Accounts of Bengali Pakistanis being turned away from public hospitals and clinics are common. It is not officially condoned by any means, but rather an underlying prejudice against this ethnic group by some health workers, experts say.



“A lot of it has to do with the mindset of people in power and that is what trickles down,” Muhammad Kamran, a community worker in Karachi, said.



“After 1971, when Bangladesh was created, a lot of Bengalis left [Pakistan] for the new country [Bangladesh] but came back again in the 80s due to better opportunities, and many of them managed to get the Pakistani NICs.”



Rights groups say there are around three million Bengalis in Pakistan (a small, but significant proportion of Pakistan’s estimated 172 million population) most of whom live in Karachi, and they are the poorest segment of Pakistani society. Some are hindered by their status as aliens in the country, but many others who hold official documentation still face marginalization when it comes to public services.

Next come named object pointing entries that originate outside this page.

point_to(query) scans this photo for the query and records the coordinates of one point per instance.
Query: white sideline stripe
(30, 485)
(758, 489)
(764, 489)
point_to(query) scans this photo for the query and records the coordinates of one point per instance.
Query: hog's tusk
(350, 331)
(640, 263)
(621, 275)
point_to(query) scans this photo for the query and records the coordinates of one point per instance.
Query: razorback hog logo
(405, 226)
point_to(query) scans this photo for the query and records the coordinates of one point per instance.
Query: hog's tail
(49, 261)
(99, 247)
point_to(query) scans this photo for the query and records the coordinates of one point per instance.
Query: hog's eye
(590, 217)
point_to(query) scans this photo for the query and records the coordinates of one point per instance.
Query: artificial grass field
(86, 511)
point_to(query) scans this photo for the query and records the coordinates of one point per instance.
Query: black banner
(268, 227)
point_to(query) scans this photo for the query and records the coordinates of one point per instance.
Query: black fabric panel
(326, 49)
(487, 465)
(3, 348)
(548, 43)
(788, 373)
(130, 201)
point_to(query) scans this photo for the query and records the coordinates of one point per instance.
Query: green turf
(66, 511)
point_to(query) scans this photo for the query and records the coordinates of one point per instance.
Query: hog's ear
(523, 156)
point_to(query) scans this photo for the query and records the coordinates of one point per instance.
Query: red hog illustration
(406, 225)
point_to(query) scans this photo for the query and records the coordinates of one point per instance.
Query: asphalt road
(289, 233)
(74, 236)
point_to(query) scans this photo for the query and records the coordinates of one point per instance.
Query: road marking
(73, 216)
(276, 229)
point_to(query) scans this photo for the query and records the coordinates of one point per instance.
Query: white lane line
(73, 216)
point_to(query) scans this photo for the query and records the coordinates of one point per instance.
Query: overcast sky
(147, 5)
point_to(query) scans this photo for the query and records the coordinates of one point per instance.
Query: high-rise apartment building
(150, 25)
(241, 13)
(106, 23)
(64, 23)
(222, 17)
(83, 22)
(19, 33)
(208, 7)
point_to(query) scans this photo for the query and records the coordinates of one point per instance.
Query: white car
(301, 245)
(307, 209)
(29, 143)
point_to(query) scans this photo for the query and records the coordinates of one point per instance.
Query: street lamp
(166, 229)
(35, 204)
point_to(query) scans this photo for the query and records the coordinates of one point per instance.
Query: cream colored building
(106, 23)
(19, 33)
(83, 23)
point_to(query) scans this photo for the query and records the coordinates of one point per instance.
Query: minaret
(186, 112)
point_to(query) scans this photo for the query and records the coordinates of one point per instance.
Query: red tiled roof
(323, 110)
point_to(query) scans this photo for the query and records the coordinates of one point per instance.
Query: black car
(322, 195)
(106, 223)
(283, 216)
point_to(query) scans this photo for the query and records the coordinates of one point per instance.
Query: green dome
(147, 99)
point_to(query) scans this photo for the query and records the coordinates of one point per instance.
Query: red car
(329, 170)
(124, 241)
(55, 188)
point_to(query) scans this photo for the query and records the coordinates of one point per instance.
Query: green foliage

''I have seen a Bengali man die as the doctor was busy attending a personal phone call. All the doctor had to say was `this is God’s will’.''

“The same NIC and CNIC [computerized national identity cards] are used when the elections are held and no one questions if a Bengali speaking person is a Pakistani or not then. However, when it comes to treating the Bengalis as Pakistani citizens, there are always hurdles,” Kamran said.



Language and identity



Asma, who prefers to give just her first name, is another poor Bengali who was denied treatment at the Civil Hospital Karachi (CHK), the same place Bano was turned away from. Asma was diagnosed with Hepatitis C positive in a public health clinic in her Karachi neighbourhood of Khuda Ki Basti and referred to CHK in mid-2009 under the province’s Hepatitis Prevention and Control Program (HPCP).



“They wanted to see a computerized NIC. I don’t have a CNIC because I have been refused by theNational Database and Registration Authority (NADRA) personnel time after time. They keep on telling us to prove our citizenship. I was born here and do have a NIC; what more proof do I need give them?” she asked.



“One of the doctors was kind enough to tell me that I should get a certificate from the area councillor that I am Pakistani. However, the councillor demanded an amount of money that I couldn’t give. So no CNIC, no treatment!”



Kamran noted that much of the discrimination levelled against Bengalis is because of their accent or inability to communicate effectively with the rest of the population.














Photo: Sumaira Jajja/IRIN
The late Shehr Bano and her daughter in Karachi. Bano died of Hepatitis B in August 2009

“As compared to Afghans, who speak Pushto and are often taken as Pakistanis, Bengali speakers are easy to spot,” he said. “Also, most Bengali women are unable to comprehend what the doctors or officials are telling them. It would be helpful if there is a Bengali translator deputed at public health care facilities as well as other government offices in order to make it easy for them to understand.”



Discrimination denied



Abdul Majeed Chutto, programme manager for HPCP in Sindh Province, told IRIN the programme treats each and every citizen as equal, and there is no bias on the basis of language or ethnicity.



“All Pakistanis are eligible for treatment under the hepatitis control programme. As far as the question of being a `valid’ citizen is concerned, we do ask the patients to provide a copy of their NIC or CNIC so as to ascertain which area they reside in and then we refer them to a public facility there,” he said.



“However, at the end of the day, it’s our aim to treat the maximum number of people and I stand by my word when I say we do so without any discrimination.”



Jamal (not his real name), who works at the Lyari General Hospital in Karachi, confirmed there was no official policy of discrimination against Bengalis but that it happened frequently nonetheless.



“We have a lot of Bengalis coming here for treatment. However, they are often sidelined by the doctors and even insulted by the locals. It’s just something that has been ingrained into our minds that these people are traitors and our enemies. I have seen a Bengali man die as the doctor was busy attending a personal phone call. All the doctor had to say was `this is God’s will’. Being poor and being a Bengali doesn’t do anyone any favours.”